Avoid Loading the Same Defensive Round
Probably one of the most important reasons to care for your defensive ammunition is to ensure it functions properly. Even if extreme weather is not an issue you can still run into problems. In this case where you run the risk of problems is when you reload the same round numerous times. Each time the round is chambered it is forced up the feed ramp. It hits the feed ramp under pressure generated from the recoil spring. The same round hitting the feed ramp can experience bullet set back over time. Bullet set back occurs when the projectile itself is forced deeper into the casing.
Defensive Ammunition Rotation Cycle
Care and maintenance means I have to periodically examine my defensive ammunition. At a certain interval I will inspect, clean and replace my defensive ammunition for all my carry guns. The interval is based on the frequency of carry along with the exposure to the elements. The more the firearm is carried through various environmental conditions the sooner I will rotate my ammunition. I start by unloading the gun, then downloading all the magazines. I will then inspect each of the rounds for what I call a strike. When I eject a live defensive round I will mark the casing on the head stamp, what I call a strike. If a round accumulates more than three strikes then it is surveyed or shot at my next range session. This helps avoid bullet set back along with possible damage caused when the round makes contact with the ground.

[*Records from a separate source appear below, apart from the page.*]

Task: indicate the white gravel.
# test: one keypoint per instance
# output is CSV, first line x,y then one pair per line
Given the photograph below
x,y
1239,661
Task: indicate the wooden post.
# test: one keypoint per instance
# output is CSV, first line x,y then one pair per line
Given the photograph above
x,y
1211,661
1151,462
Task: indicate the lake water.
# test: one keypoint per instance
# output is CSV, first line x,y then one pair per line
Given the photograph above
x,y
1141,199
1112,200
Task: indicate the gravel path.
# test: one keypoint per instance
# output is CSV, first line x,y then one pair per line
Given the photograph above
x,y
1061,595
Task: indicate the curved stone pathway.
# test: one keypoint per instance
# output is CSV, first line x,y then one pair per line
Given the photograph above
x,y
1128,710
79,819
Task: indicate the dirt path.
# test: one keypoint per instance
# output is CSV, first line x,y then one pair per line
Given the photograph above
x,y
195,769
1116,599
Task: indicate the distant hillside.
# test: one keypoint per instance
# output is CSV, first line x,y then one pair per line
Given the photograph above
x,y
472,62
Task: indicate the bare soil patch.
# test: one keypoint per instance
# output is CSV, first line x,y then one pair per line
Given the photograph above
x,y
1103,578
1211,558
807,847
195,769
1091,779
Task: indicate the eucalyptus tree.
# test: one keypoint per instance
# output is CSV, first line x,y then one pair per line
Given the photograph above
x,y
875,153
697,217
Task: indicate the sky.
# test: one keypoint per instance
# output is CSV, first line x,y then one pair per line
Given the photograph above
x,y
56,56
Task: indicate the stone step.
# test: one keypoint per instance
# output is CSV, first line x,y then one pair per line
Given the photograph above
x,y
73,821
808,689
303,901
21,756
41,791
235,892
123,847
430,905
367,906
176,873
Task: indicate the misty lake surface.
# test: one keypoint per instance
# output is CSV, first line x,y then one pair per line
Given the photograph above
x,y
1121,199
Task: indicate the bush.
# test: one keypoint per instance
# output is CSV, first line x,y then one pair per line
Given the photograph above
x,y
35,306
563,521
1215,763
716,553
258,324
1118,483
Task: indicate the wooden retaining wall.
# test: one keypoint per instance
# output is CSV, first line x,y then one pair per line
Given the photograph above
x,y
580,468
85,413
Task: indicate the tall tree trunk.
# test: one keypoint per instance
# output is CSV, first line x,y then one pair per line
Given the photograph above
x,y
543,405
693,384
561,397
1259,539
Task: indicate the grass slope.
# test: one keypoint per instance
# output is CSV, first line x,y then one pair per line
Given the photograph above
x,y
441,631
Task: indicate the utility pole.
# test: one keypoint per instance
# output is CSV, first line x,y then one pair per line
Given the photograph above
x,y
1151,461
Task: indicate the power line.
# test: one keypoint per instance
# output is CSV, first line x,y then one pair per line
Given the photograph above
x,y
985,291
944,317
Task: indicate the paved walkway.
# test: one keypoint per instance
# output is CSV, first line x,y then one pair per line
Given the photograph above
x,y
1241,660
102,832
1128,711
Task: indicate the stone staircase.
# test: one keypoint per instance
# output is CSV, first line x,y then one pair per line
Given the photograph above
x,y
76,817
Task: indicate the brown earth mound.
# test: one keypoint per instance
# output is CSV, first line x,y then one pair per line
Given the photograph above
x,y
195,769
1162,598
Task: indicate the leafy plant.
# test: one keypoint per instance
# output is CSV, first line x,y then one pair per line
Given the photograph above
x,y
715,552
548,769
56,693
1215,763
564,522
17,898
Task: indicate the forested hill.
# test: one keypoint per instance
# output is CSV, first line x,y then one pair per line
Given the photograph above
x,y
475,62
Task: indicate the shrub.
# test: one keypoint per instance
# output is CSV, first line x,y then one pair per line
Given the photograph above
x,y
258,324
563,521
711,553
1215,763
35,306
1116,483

Care and Maintenance Procedure
Once the ammunition inspection is completed I will replace the current magazines with fresh magazines. Then starting with the two strikes rounds, I load them into my fresh magazines designated as my reload magazine. This puts these rounds at the furthers point of use. Then I load the remaining rounds into the magazines. However many rounds need to replaced are pulled from the box. They go into the top of the carry magazine since they are the freshest available. Once I have completed this rotation I reload my carry gun. Store the box of surplus defensive ammunition in a cool and dry place. Then add the three strike rounds to my range bag for the next trip to the range. However, in these difficult times I have chosen to hold on to them for just a little bit longer. Storing them separately, but in a cool and dry place.
With 60 defensive rounds being the average two boxes of defensive ammunition will give me several years of service using this procedure. It is worth the peace of mind to know your loadout is fresh and ready to go.
2 thoughts on “Caring for Defensive Ammunition”
Jeff, thank you for this post. I recall you mentioning some of this to another student in passing from a previous class of yours that I attended. I didn’t fully comprehend the “why” this was important at the time and I meant to ask you more about it at the end of the class but it slipped my mind. It makes complete sense now and I can see how important this could be. The ammo loading order of “strike rounds” is something I also likely never would have considered.
You mentioned that at “a certain interval” you rotate your ammo (and shorten the interval based on conditions), generally how often do you do this based on normal conditions?
Good question and at a minimum once a year. If you carry every day, you might consider bi-annually. Usually once a year is more than adequate.